原画展では、今年3月にイタリアのボローニャで行われた国際的な絵本のイラストコンクールの入選作品などが、展示されています。

上皇后さまは、切り絵の作品を鑑賞した際、それぞれ1枚の紙をカッターナイフで切り抜いているという説明に「細かい大変なお仕事ね」と驚かれました。


また、視覚障害者が触って鑑賞できるように原画を木彫りにした「触察ボード」には、実際に触れながら「よい試みですね」と話されたといいます。
児童文学に造詣が深い上皇后さま
上皇后さまは、17年前にも「イタリア・ボローニャ原画展」をご覧になるなど、この美術館で行われた絵本の展示に度々、足を運んで来られました。

児童文学に造詣の深い美智子さま。
お子さまの初めての山登りについて綴られた文章が1991年に「はじめての やまのぼり」という絵本になりました。

また、詩人 まど・みちおさんの子ども向けの詩を英語に翻訳するなど、長年、児童書に携わってこられました。

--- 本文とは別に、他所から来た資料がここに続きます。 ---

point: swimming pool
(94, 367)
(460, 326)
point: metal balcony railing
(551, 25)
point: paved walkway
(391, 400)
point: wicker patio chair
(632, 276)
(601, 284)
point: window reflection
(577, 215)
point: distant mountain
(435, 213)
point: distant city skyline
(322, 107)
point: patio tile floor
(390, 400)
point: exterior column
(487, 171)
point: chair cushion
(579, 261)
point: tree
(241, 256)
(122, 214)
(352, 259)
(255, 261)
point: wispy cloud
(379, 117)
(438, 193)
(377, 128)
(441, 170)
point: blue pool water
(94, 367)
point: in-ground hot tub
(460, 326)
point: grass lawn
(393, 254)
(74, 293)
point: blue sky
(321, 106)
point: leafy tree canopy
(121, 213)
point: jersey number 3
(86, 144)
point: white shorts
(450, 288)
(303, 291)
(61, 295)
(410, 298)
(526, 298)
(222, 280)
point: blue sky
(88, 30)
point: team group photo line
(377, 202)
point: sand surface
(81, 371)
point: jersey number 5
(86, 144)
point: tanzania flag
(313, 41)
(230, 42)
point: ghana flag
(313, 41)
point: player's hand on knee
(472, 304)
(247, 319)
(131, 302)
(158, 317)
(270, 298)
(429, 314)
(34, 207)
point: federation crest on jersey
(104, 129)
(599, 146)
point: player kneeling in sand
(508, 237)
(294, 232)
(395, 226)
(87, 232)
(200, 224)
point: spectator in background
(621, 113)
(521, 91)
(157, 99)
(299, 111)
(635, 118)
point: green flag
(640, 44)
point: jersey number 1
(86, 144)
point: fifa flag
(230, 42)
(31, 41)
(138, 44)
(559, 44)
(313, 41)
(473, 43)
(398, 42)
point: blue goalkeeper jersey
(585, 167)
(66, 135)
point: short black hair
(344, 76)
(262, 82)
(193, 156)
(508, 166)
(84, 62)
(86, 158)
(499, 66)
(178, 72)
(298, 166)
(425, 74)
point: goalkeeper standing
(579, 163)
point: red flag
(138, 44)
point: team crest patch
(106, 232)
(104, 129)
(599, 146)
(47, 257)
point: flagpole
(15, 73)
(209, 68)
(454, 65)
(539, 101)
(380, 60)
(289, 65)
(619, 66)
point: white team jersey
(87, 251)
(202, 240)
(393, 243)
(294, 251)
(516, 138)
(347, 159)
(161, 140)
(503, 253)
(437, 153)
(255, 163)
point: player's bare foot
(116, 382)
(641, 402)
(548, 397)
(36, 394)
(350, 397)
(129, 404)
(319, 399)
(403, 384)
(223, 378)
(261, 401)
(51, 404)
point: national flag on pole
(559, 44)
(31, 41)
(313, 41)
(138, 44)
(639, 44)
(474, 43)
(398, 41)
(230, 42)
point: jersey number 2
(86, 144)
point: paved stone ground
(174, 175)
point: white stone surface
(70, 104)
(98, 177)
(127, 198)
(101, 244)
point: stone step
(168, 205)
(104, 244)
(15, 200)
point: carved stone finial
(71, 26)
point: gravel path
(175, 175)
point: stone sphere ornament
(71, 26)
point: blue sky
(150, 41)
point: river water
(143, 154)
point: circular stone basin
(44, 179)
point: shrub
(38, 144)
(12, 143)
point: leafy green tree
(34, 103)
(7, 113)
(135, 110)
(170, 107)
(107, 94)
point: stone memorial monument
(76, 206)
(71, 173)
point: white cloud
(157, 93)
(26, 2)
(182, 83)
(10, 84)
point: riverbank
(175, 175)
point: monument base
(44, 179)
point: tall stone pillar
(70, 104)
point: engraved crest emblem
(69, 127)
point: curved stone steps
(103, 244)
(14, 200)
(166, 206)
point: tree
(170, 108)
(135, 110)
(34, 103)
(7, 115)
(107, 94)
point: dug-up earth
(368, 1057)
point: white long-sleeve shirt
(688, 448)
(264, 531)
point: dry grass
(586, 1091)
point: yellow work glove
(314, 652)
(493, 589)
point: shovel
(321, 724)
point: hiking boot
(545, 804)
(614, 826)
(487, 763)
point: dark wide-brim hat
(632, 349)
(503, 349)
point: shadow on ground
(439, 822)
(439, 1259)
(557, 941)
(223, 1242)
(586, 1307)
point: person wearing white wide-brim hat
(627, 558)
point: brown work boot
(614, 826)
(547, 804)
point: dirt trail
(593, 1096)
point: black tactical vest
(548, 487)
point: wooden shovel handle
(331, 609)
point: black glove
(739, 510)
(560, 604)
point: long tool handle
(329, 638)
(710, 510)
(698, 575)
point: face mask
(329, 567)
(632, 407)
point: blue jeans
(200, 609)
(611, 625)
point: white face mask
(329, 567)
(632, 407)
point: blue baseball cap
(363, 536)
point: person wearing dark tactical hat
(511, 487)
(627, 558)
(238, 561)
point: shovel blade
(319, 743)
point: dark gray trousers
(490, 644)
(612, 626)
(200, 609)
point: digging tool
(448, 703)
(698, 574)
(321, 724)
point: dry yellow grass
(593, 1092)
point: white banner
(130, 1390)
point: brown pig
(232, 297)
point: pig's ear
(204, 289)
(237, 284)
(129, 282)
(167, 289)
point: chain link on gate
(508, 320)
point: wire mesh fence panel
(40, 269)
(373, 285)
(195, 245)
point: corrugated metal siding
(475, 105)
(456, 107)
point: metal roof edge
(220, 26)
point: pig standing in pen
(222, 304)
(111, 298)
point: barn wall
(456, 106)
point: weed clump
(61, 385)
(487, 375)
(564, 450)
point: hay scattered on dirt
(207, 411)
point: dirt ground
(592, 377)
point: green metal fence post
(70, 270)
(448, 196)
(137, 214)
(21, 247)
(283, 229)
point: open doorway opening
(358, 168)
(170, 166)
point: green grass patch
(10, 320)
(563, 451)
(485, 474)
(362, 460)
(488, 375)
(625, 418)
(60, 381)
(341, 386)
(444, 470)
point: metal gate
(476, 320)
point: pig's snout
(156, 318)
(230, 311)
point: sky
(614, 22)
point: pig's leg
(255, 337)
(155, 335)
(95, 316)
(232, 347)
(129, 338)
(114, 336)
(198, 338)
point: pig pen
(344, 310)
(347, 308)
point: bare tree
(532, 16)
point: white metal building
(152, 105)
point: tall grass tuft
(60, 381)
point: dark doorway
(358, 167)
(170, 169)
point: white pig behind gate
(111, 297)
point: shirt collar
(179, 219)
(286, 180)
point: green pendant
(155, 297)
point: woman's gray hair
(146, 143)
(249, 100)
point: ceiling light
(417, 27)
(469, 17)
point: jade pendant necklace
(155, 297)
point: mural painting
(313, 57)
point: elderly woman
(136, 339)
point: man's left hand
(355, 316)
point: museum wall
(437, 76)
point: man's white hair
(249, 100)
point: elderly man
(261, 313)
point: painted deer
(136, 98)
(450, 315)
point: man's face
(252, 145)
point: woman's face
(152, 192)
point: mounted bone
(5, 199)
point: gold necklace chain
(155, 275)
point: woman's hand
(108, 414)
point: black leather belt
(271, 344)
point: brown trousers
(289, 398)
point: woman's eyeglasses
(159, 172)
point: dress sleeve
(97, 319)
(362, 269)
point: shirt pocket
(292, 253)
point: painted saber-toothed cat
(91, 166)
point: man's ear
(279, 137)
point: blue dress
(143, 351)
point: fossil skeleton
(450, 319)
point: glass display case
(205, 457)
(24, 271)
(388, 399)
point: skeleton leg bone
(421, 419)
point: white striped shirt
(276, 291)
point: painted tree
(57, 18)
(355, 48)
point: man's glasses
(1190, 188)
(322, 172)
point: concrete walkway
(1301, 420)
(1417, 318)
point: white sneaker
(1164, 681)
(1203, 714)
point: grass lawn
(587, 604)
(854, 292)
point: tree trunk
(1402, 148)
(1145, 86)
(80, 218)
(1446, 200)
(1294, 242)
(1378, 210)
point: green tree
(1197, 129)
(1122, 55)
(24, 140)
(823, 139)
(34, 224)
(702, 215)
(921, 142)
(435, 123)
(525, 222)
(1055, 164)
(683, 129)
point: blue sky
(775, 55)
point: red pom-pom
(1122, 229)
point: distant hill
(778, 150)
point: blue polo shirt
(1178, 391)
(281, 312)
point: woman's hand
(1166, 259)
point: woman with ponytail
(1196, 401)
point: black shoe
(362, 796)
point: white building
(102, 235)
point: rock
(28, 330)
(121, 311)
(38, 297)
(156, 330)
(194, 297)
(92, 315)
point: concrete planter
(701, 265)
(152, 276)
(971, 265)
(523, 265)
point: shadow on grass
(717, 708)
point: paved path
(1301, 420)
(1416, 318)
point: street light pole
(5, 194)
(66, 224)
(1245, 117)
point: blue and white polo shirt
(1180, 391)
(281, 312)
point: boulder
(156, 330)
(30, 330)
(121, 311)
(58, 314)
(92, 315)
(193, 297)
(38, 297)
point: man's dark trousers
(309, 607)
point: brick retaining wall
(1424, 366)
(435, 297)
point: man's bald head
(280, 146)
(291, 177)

平成10(1998)年には、国際児童図書評議会「IBBY(イビー)」の世界大会で、ビデオによる基調講演を英語で行い、子どもにとっての読書の大切さについて話されました。
《上皇后さまのビデオ基調講演》
So that children have firm roots within themselves ;
So that children have strong wings of joy and of imagination ;
So that children know love, accepting that at times love calls for pain ;
So that children see and face the challenge of life's complexities, fully taking on the life given to each, and finally, upon this earth which is our common home, become, one day, true instruments of peace.
子供達が、自分の中に、しっかりとした根を持つために
子供達が、喜びと想像の強い翼を持つために
子供達が、痛みを伴う愛を知るために
そして、子供達が人生の複雑さに耐え、それぞれに与えられた人生を受け入れて生き、やがて一人一人、私共全てのふるさとであるこの地球で、平和の道具となっていくために。

また平成31(2019)年には、長年の児童図書への貢献が認められ、ドイツのミュンヘン国際児童図書館の名誉会員に就任されました。

5年ぶりに訪れた美術館で、絵本の世界を堪能された上皇后さま。
コロナ禍で社会の動きが止まっていたことを心配し、「世の中が戻って良かった」と話されたということです。